Saturday, March 8, 2008

Battle of the Titans




Hal Borland for today:

"March Winds" ~ March 8th

The winds of March are as inevitable as the vernal equinox, and they can be as variable as the moods of the season. They can be as cold as February, as warm as May. They can bring snow, and they can bring flocks of birds from the Southland. But fundamentally, March wind is the dying breath of winter, the first triumphant gasp of spring. It is clearing of the air. It may howl or whisper, soothe or punish, but it is the wind of change, the voice of seasons in transition.

March winds act as they do because they come down from the still frigid Arctic and up from the steadily warming tropics. Vast weather systems are marching across the land and when they meet, as they do here in the Northeast in March, strange things happen. March weather is the counterpart of the storms that so often accompany the autumn equinox. But in autumn it is the surge of oncoming winter beating back the rearguard of summer. Now it is on the other way around. Winter is on the defensive and will be routed in the end.

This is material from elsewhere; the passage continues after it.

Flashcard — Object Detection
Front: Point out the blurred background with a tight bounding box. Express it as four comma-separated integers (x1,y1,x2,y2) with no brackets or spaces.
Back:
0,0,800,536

So we take the buffeting and the comforting as they come, as we take mud and ice, cold rain and melting snow knowing they are a part of March. We often wish they weren't. But before we can have spring, winter must be torn to tatters. And that is what happens by the time March has blown itself out. March is no picnic, or even a time for one, but it isn't blowing December our way. It is blowing us right into April, and May, and summer.





I plan on disseminating much more commentary on the topics of religion and spirituality (especially with regards to modern educational debates over evolution and creationism), but for now let it suffice to say that the central, underlying message of Easter is True. As were the spring-time pagan rites that preceded it and upon which it was based. It is a popular misconception among fundamentalists that somehow Christianity erased all that came before it. Just as it is a profound misunderstanding of mythology to assert that disproving the "facts" of a particular story somehow hangs a canopy of doubt over the entire enterprise of related beliefs. Both perspectives commit the cardinal sin of literality.

Reading Borland's editorial, is it any wonder that the ancients cast the elements in the roles of warring gods? I don't care how many Doppler radar systems we have trained on the atmosphere. For all our technological sophistication - our attempts to murder by dissection - the essence behind these primordial forces remains intact and unknowable.

And how about the line that claims, "March wind is the dying breath of winter"? Is there anything more hopeful, more deeply attractive to our core instincts than the notion that the season of death is not the end? Death, too, can be conquered. Death, too, can die.

And if that's true, well, then the sky's the limit.